Pakistan: Voluntary repatriation of Afghan refugees reaches 300,000 mark

16 September 2003

The voluntary repatriation of Afghan refugees from Pakistan this year will pass the 300,000 mark this week. At the close of registration on Sunday, 297,536 refugees had been processed through the validation centres and departed for Afghanistan. Each day, more than 1,000 individuals pass through the centres, which are open Sunday through Thursday. A total of 1,609 refugees were assisted on Thursday and 1,220 on Sunday. Refugees over the age of six years who request assistance to return must pass through an iris check, which can detect those who have previously been tested and received UNHCR aid to go home.

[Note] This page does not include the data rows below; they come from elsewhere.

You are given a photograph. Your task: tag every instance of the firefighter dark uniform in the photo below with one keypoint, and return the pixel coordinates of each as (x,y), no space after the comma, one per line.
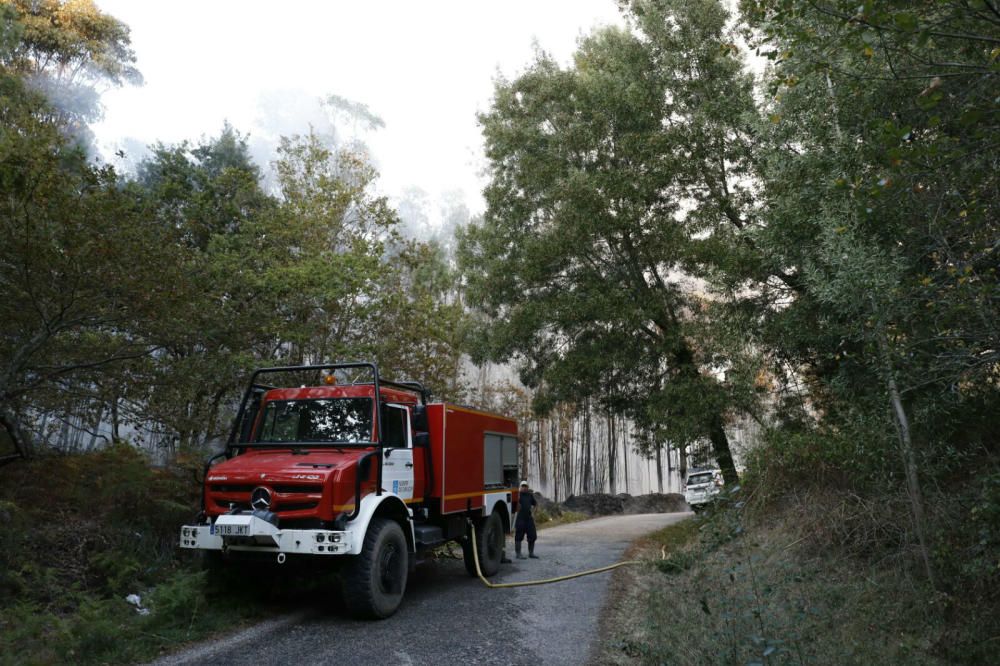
(524,524)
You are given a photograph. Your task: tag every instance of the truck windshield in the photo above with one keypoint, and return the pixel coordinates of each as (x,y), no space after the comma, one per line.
(343,420)
(699,479)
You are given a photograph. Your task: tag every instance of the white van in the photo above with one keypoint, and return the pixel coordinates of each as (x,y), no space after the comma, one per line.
(701,487)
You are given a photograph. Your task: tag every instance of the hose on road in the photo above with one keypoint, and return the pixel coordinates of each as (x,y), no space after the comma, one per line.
(544,581)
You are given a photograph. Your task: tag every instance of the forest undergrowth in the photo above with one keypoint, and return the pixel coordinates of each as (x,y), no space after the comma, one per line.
(81,534)
(815,575)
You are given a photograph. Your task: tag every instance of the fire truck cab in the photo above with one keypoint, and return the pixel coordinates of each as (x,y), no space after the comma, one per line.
(361,471)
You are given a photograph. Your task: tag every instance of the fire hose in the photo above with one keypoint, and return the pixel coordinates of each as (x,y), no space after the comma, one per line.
(544,581)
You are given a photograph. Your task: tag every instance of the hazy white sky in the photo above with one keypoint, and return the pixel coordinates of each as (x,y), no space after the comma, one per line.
(426,67)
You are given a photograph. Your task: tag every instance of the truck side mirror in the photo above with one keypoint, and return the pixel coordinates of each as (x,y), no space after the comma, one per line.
(418,414)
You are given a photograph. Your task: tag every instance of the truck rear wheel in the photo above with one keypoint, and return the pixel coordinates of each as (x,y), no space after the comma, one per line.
(489,541)
(375,580)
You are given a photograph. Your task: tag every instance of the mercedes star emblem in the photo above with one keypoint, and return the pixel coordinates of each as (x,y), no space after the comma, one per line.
(260,498)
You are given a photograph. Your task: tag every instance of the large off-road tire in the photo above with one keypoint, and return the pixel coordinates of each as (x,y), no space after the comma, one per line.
(490,542)
(374,582)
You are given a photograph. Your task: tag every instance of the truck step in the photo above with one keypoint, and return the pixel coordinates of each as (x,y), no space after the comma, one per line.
(428,535)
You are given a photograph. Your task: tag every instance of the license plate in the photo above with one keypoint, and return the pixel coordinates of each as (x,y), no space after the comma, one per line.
(232,530)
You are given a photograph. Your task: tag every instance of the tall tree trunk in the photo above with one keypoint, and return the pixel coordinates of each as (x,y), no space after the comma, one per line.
(612,449)
(659,467)
(587,461)
(909,458)
(724,458)
(625,452)
(19,438)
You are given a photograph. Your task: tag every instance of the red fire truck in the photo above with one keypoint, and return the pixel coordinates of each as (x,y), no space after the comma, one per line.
(332,461)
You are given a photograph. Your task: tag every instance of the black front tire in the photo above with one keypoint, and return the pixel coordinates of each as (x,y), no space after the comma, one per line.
(374,582)
(490,542)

Although the totals are far smaller than the 1.5 million of last year, when refugees rushed to return to Afghanistan in the wake of the removal of the Taliban administration, the number still represents a huge movement of refugees. At the start of this year, UNHCR estimated there were 1.2 million refugees in camps in Pakistan. An unknown but substantial number of Afghans, not all of whom are refugees, live in Pakistani cities.

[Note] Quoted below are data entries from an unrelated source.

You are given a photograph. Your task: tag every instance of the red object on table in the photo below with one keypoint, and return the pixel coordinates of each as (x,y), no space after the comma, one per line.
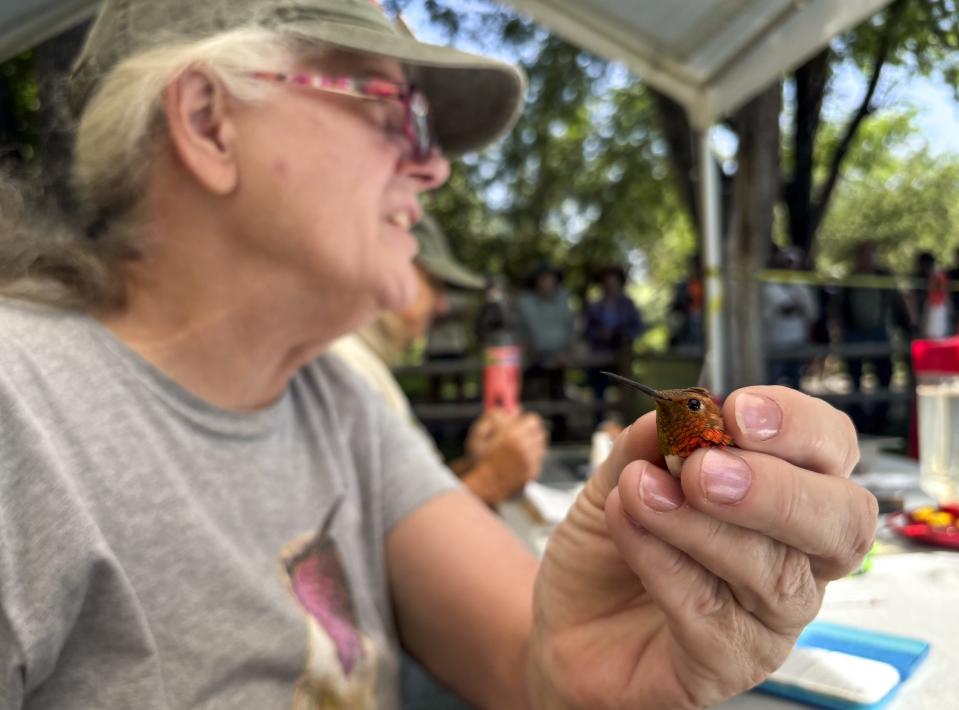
(904,524)
(931,359)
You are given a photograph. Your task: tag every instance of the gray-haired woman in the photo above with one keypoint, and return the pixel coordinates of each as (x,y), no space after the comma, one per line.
(198,509)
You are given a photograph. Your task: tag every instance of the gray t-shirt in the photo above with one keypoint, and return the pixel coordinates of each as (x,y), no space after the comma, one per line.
(159,552)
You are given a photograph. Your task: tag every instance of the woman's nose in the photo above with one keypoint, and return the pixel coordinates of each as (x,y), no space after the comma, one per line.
(429,174)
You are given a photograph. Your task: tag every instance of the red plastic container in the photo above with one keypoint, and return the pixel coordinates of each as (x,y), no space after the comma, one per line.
(933,361)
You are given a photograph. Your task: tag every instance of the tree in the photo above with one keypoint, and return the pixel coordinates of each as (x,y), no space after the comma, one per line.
(583,179)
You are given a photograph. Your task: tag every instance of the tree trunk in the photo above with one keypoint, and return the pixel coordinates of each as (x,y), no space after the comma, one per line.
(811,79)
(756,189)
(53,60)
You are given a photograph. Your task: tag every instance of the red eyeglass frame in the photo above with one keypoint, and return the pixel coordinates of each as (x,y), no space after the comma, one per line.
(416,119)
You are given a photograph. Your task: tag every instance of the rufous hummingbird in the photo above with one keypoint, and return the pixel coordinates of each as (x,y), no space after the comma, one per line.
(686,419)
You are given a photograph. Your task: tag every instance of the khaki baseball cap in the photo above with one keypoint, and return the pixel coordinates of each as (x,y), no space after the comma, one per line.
(436,258)
(473,99)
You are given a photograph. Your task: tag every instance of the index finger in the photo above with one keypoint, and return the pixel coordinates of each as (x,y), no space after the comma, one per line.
(806,431)
(636,442)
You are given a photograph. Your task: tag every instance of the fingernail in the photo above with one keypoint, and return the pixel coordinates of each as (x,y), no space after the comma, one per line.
(633,524)
(660,493)
(759,417)
(726,477)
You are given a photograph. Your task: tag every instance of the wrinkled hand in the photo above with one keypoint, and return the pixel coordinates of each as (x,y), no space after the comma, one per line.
(660,594)
(513,454)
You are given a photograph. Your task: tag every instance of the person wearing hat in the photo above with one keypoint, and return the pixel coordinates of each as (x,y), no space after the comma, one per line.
(503,451)
(612,324)
(198,508)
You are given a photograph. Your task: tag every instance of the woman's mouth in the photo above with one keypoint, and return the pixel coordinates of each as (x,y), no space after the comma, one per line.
(401,220)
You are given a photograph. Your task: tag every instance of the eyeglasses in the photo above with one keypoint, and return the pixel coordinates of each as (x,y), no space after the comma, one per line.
(416,117)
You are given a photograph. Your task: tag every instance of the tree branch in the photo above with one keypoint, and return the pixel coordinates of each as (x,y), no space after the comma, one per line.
(865,108)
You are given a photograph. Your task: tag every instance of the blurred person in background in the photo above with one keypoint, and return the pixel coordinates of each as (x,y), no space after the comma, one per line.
(502,451)
(686,325)
(497,322)
(867,315)
(930,305)
(199,507)
(548,335)
(612,325)
(953,277)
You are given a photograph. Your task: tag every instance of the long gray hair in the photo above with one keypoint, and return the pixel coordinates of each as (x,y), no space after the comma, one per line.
(78,261)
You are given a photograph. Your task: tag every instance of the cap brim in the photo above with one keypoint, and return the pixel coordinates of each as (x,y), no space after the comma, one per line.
(451,274)
(473,99)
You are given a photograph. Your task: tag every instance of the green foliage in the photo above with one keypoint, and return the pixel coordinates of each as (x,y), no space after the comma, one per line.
(906,201)
(924,36)
(18,133)
(583,180)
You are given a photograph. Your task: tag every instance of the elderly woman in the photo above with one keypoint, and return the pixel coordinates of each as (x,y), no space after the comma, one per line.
(197,509)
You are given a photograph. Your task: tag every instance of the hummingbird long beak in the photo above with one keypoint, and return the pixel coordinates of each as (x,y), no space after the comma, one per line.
(648,391)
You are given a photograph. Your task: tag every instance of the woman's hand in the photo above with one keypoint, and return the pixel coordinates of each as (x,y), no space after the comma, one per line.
(657,593)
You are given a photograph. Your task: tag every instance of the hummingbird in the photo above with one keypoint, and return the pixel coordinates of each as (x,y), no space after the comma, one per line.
(686,419)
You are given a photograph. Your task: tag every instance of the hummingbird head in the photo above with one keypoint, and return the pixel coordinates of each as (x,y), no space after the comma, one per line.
(686,418)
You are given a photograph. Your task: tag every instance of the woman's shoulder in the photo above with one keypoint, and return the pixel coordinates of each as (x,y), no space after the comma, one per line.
(34,331)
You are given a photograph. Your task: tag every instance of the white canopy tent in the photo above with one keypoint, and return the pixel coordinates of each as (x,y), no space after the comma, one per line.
(711,56)
(26,23)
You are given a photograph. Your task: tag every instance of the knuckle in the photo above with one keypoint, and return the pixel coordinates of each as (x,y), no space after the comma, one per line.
(852,455)
(793,592)
(857,531)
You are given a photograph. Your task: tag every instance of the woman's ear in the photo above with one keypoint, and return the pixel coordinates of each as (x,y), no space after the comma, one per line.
(202,129)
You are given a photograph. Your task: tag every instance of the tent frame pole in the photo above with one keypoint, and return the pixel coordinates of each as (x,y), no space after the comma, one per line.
(710,209)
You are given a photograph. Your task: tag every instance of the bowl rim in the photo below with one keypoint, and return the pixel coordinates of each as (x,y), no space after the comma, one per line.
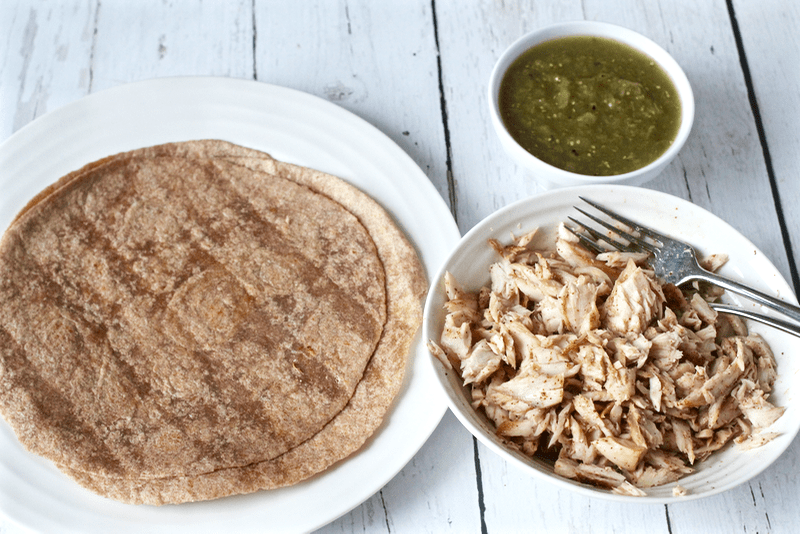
(473,420)
(606,30)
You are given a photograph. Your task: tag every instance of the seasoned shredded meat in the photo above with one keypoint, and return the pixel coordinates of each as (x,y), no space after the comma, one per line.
(588,360)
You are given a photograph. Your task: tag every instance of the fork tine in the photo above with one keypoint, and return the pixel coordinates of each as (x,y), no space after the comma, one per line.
(585,241)
(652,234)
(619,245)
(630,237)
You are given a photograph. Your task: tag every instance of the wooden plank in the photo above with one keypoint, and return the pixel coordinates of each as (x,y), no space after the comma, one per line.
(148,39)
(769,35)
(45,59)
(376,59)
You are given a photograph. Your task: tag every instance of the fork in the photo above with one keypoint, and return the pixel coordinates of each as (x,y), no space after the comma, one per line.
(676,262)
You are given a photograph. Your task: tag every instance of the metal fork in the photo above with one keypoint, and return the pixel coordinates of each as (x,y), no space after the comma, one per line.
(675,262)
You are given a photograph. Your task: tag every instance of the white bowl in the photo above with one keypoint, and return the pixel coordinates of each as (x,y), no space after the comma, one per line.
(551,177)
(469,263)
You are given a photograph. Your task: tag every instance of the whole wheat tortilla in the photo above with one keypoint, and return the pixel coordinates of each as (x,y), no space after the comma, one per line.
(280,260)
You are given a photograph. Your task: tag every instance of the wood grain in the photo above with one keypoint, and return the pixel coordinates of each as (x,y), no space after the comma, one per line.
(418,71)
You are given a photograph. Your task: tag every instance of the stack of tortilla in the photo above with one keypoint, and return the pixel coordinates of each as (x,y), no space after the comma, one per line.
(195,320)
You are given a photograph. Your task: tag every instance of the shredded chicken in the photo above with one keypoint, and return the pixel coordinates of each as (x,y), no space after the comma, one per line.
(589,360)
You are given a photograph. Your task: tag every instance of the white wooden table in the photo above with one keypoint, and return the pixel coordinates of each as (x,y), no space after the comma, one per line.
(417,70)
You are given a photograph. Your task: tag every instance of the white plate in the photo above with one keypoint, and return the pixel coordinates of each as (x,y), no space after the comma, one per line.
(469,263)
(293,127)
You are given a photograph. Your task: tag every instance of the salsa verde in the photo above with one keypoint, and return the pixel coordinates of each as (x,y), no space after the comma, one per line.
(590,105)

The returns today (Tuesday) will include 37 families, about 225 individuals, from Roghani camp, one of the "new" camps established on the border of Pakistan after the start of the U.S.-led war that unseated the Taliban. They are the first of 705 families from Roghani who have asked for UNHCR help to return to Afghanistan. All intend to settle in Spin Boldak, just across the border from the area of Pakistan where they were sheltered.

Roghani is one of three "new" camps that UNHCR intends to close next March under a consolidation plan. Residents will be given a choice of assisted repatriation or a transfer to another refugee camp inside Pakistan. Roghani's population at the end of July was 17,027.